Ladbroke Road, W11
Notting Hill Carnival
Credit: Chris Croome
Ladbroke Road is a street in Notting Hill.

Ladbroke Road was one of the new streets in the grand plan for the Ladbroke estate drawn up in 1823 by Thomas Allason, the surveyor-architect employed by James Weller Ladbroke when he decided to develop the farmland he had inherited from his uncle in 1819. However, nothing was actually built in the new road until the 1840s.

In 1840, James Weller Ladbroke gave a lease of the land around what is now the intersection of Ladbroke Road and Kensington Park Road to the speculator/developer William Chadwick. The latter began, as developers so often did, by building a public house, the Prince Albert, in 1841, before moving on to erect a number of houses at the southern end of Ladbroke Road.

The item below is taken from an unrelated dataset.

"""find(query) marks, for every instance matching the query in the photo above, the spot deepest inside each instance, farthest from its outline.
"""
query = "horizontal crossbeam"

The road was originally called Weller Street East and Weller Street West, after James Weller Ladbroke, and several of the terraces had their own names and numbering systems. This was all rationalised in 1866, when the street was formally renumbered and the terrace numbers abolished, with the exception of one small terrace (Lorton Terrace, now Nos. 71-81 odds). Lorton Terrace was finally assimilated into the general numbering in 1908, which confusingly necessitated renumbering all the houses south of it.